Wednesday, June 05, 2019

sunset…

I went to the Watershed this morning along with lovely friends Jeanette, Jeff and Ed to see Laszlo Nemes’s “Sunset”. It’s set in Budapest in 1913, in the death-throes of the Austro-Hungarian Empire and on the eve of WW1. A young woman (Irisz Leiter, brilliantly played by Juli Jakab)(who looks a lot like Emma Watson to me) returns to the city, after being fostered at the age of two under mysterious circumstances. She hopes to work as a milliner at the famous Leiter store that once belonged to her parents (who died in a fire on the premises after which the store was rebuilt and re-established as a lucrative concern). The new owner clearly doesn’t want her there and buys her a first class ticket to leave. However, the intrepid Irisz refuses to obey and is drawn into the city’s dark turmoil and the uncertainty about her past.
 
It’s a long, mesmerising film (142 minutes); beautifully shot (with slightly washed-out colour)(ok, I’m no good at the technical stuff!) and featuring LOTS of excellent hats! It’s not always clear what is happening - but that, to my mind, felt perfectly acceptable and in keeping with the film’s mystery.

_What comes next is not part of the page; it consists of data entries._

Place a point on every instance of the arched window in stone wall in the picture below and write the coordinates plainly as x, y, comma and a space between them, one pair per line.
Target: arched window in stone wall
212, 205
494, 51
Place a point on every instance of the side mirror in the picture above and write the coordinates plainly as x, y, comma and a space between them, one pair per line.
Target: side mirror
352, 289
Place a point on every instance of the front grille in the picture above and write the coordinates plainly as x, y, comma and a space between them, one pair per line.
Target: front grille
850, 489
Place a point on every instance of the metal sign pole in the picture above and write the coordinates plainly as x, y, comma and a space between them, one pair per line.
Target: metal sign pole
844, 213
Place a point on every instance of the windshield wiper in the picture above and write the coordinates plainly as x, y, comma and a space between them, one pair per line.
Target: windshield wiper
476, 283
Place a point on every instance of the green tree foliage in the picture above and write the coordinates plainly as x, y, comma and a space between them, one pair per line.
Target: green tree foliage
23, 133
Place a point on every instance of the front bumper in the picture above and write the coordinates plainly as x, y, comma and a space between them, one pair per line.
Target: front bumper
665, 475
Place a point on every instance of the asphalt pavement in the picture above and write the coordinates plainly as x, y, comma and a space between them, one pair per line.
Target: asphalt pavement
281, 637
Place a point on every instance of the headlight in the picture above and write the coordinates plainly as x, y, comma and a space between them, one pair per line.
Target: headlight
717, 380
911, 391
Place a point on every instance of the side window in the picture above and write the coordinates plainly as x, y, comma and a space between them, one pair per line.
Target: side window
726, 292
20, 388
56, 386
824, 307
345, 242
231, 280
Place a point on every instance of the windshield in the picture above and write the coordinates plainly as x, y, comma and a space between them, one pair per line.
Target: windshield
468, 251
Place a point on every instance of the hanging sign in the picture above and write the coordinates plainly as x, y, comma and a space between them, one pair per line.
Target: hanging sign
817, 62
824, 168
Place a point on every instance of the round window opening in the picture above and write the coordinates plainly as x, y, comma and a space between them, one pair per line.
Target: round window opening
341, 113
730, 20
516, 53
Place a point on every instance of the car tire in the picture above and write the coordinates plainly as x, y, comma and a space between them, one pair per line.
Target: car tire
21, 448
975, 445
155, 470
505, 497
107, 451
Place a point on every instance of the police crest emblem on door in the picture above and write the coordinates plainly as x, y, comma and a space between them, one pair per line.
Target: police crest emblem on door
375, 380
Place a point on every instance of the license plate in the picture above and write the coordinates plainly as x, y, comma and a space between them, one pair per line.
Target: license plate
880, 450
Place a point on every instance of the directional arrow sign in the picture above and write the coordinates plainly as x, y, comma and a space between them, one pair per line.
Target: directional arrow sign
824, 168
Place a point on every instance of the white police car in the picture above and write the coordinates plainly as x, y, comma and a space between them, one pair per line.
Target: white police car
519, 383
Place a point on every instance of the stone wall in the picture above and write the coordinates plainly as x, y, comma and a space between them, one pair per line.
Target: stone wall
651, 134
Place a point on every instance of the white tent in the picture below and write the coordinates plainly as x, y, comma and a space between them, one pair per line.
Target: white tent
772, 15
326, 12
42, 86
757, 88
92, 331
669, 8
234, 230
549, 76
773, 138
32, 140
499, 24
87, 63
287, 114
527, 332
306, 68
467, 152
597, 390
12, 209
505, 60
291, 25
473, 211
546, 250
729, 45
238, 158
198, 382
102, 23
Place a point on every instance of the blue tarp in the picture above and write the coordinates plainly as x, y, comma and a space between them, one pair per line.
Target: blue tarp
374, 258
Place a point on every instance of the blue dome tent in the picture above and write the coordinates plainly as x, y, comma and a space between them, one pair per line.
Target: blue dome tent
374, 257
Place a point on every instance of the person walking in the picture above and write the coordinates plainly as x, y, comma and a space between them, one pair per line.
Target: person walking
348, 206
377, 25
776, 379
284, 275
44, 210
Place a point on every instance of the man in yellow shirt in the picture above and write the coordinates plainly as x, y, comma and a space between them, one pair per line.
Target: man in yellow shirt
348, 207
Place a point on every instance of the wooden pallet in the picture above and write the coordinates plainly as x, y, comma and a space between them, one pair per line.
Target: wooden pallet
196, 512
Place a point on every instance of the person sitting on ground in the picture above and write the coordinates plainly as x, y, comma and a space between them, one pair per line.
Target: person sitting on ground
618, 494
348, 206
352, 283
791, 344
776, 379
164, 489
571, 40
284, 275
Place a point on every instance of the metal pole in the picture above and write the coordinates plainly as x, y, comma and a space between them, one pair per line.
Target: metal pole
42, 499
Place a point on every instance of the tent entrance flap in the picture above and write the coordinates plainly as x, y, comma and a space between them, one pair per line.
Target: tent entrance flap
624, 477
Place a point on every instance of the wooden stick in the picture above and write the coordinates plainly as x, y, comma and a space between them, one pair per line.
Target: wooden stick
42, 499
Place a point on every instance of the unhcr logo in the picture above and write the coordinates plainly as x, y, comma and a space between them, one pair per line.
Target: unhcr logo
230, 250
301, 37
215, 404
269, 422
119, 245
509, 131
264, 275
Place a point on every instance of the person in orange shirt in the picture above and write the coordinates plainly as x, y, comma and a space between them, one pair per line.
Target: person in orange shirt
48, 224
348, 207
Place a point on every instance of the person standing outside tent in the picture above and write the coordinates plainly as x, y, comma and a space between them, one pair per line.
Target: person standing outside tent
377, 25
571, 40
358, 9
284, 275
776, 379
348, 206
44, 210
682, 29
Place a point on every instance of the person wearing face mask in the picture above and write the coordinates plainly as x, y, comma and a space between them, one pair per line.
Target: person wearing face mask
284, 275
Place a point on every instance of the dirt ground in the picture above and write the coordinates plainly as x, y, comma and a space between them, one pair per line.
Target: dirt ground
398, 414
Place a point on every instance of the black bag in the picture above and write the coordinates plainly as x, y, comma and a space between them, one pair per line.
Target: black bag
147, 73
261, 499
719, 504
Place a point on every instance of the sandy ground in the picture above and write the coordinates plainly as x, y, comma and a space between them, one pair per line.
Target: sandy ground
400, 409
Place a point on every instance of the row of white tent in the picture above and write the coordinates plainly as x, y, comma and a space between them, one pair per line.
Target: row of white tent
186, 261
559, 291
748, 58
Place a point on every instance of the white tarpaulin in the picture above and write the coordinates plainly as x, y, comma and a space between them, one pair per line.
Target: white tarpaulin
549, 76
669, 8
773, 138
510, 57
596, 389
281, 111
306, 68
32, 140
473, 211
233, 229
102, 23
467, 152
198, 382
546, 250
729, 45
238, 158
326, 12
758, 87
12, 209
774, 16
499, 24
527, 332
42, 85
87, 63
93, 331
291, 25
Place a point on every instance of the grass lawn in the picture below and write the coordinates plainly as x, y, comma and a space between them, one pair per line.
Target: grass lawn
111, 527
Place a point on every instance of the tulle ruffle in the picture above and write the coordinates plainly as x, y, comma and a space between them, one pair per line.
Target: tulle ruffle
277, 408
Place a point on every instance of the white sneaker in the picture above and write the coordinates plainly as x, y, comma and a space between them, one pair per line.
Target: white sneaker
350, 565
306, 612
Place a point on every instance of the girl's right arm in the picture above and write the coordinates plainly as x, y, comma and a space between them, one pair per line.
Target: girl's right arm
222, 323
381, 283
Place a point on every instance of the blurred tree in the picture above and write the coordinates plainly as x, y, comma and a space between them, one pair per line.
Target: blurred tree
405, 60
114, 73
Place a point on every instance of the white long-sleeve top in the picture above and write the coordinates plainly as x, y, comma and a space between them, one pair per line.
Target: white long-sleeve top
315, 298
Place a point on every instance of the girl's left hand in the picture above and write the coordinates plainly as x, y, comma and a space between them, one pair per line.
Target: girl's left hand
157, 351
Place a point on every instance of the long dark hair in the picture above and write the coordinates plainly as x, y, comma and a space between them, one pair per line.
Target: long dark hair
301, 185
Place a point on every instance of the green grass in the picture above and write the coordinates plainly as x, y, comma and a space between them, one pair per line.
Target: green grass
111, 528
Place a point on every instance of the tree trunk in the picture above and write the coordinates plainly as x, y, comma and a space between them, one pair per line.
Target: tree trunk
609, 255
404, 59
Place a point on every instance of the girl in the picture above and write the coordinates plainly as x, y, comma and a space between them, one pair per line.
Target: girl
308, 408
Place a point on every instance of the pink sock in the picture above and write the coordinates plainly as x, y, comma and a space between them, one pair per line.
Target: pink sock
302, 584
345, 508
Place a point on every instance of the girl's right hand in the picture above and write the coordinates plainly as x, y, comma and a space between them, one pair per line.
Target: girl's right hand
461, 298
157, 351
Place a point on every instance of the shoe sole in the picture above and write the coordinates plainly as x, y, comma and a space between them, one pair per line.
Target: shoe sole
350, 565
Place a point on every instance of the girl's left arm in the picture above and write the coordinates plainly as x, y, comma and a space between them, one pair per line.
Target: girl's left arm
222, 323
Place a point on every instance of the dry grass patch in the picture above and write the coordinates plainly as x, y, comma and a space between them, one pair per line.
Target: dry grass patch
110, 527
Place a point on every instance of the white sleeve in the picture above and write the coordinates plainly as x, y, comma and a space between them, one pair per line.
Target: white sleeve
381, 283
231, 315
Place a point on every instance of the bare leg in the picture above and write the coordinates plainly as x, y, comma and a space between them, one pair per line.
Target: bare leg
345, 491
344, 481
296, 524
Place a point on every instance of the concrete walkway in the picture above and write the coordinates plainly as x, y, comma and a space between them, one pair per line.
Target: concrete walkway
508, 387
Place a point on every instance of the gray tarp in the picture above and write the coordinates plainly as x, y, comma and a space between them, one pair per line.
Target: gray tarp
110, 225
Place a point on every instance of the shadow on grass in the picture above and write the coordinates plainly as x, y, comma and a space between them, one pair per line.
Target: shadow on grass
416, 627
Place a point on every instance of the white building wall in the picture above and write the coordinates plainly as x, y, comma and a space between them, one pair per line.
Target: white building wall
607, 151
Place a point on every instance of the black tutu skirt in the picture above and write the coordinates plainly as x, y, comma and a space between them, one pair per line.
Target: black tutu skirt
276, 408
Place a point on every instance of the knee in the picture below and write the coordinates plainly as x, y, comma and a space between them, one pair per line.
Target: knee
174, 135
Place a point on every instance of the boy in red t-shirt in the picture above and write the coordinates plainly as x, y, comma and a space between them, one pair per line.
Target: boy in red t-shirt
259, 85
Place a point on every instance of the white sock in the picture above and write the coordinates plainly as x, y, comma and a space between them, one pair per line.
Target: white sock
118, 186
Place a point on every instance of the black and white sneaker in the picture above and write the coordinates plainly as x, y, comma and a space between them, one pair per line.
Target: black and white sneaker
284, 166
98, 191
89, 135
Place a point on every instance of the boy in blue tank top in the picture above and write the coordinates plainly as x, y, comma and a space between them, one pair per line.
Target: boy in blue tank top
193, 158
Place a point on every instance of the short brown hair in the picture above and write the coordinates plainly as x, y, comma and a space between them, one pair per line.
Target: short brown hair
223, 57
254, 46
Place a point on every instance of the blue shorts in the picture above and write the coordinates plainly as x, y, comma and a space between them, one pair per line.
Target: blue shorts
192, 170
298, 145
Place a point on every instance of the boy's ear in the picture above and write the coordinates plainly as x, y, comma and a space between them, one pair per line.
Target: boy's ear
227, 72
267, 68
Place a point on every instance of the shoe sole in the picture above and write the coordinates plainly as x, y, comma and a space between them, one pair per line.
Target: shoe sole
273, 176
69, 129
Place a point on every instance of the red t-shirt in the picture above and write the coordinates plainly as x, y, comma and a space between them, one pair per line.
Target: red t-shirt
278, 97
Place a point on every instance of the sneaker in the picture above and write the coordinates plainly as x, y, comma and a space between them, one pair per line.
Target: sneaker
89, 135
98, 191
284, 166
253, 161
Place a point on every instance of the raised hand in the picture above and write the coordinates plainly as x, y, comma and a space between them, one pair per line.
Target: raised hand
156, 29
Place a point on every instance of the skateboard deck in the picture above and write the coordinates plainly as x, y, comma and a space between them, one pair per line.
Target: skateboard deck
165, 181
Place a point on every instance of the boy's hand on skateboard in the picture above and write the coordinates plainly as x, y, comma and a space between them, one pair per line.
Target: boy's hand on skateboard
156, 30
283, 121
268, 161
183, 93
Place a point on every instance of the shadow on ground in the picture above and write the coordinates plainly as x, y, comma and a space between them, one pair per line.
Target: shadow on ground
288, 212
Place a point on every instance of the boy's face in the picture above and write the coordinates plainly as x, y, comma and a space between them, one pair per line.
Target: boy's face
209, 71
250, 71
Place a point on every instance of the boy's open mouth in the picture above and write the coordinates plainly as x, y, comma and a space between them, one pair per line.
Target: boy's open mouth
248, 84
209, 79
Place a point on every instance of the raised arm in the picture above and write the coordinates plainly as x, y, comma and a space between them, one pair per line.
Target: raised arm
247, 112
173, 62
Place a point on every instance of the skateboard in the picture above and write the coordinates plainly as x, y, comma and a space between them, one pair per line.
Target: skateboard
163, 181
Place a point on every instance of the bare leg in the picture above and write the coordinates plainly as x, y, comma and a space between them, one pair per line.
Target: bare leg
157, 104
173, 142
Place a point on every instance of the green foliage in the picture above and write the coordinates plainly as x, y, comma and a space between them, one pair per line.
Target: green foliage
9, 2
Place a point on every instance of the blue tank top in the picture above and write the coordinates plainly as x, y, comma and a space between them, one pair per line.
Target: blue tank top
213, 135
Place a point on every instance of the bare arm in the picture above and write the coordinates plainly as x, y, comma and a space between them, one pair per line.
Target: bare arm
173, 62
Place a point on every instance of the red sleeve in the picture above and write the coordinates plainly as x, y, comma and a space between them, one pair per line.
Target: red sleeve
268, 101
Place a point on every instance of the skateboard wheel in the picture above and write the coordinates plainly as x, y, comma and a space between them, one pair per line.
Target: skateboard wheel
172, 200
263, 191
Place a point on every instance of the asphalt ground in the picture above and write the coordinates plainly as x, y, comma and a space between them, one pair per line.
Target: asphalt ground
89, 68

There’s a sense of Irisz wanting to claim back a place in the family business; there’s uncertainty about the existence of her brother (and even that he might have caused the fire that killed his parents); and there’s a distinctly threatening undercurrent throughout the film… almost a metaphor for the events that were about emerge in 1914.
I felt totally absorbed throughout and was hugely impressed.
PS: It seems that not everyone was quite as enthusiastic about the film as me… I noticed one postcard on the Watershed’s ‘feedback board’ simply asking: “What was that all about then?!”